Speaking with Fairfax Media in Amsterdam, where the Broadband World Conference was held last week, Sean O'Halloran said he believed the reduction of staff in Australia would be "very, very minimal" and that he didn't "see much of an impact" from the global cuts.
"Australia is a very healthy business for Alcatel-Lucent, especially with the new strategy we have around the Shift [Plan] which includes the direction around the job cuts," he said.
The plan was first unveiled by global chief executive Michel Combes in June. It aims to "reposition Alcatel-Lucent from a telecommunications equipment generalist to an industrial specialist in IP networking and ultra-broadband access (mobile and fixed) at the heart of next-generation networks".
Last week, Mr Combes told radio station Europe 1 the company's future was at risk if it could not execute the turn-around strategy. "Yes, this company can disappear," he said.
The Franco-American group previously unveiled plans to slash 10,000 jobs worldwide, from a workforce of 80,000 by the end of 2015. It argues the cuts were its last chance to stem years of losses. This includes 3800 jobs from the Asia-Pacific region, 4100 from Europe, Africa and the Middle East, and 2100 from the Americas. It would also halve its business hubs around the world.

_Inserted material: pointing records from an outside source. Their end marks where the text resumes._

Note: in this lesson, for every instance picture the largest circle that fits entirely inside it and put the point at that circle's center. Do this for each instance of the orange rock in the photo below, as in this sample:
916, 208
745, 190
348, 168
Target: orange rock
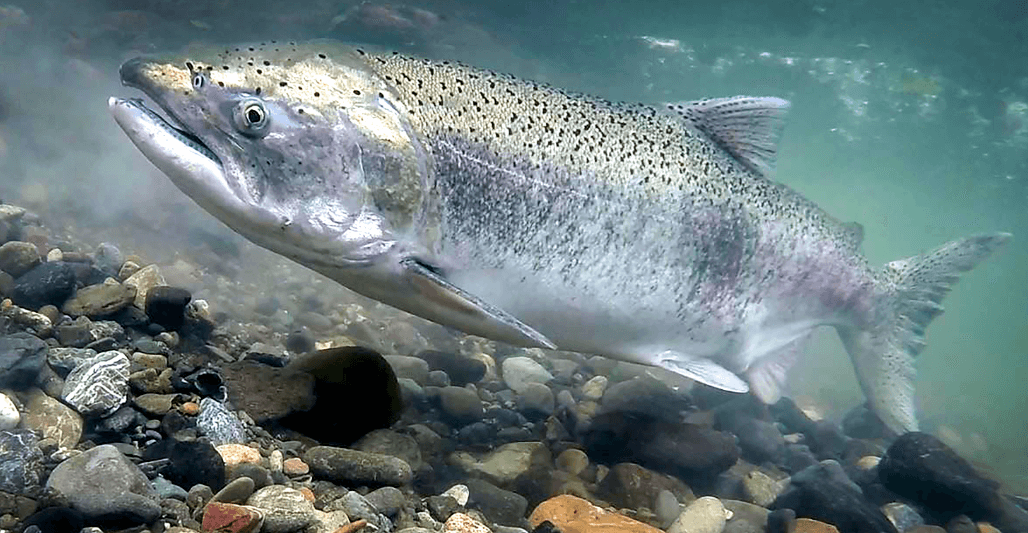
573, 514
237, 454
295, 466
813, 526
189, 409
229, 518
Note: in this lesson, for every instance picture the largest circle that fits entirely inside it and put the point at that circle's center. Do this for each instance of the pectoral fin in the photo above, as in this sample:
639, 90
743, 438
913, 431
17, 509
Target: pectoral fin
703, 370
467, 311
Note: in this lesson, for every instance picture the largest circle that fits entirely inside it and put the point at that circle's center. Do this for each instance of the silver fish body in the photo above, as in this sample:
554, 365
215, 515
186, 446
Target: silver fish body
540, 217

So far there has been no indication of the number of jobs at threat in Australia. Mr O'Halloran wouldn't quantify the potential losses, but said its Australian business hub was "not at all" at threat of closing.
"We see ourselves being around for a long time," he said.
"We've been here for over 115 years," he added, describing how one of the companies Alcatel acquired helped build the first telephone exchange in Australia.
"We actually feel very much a part of the ecosystem," he said.
Alcatel-Lucent's Australian business has already cut about five per cent of its 700 to 800 person workforce in recent years and embarked on further cost-cutting measures.
The latest global cuts were aimed at "getting back into good business practice", Mr O'Halloran said.
"If you look around in business it's not an unusual practice. The scale might be bigger than some but it gets us back to the right sort of ratios in the industry.
"It's a financial imperative if you like ... we can't keep burning cash."
The redundancies add to simmering ICT job losses in Australia due to offshoring and cuts by other giants such as HP and IBM.
IBM alone is expected to offshore more than 1500 Australian jobs this year and has already made several hundred employees redundant.
Technology workers in banking and other large industries have reported being fired but only after training people in India, China or the Philippines or workers on 457 visas to do their jobs. Government agencies have also shed IT jobs, with the Queensland government announcing in June that 1700 IT jobs were likely to go.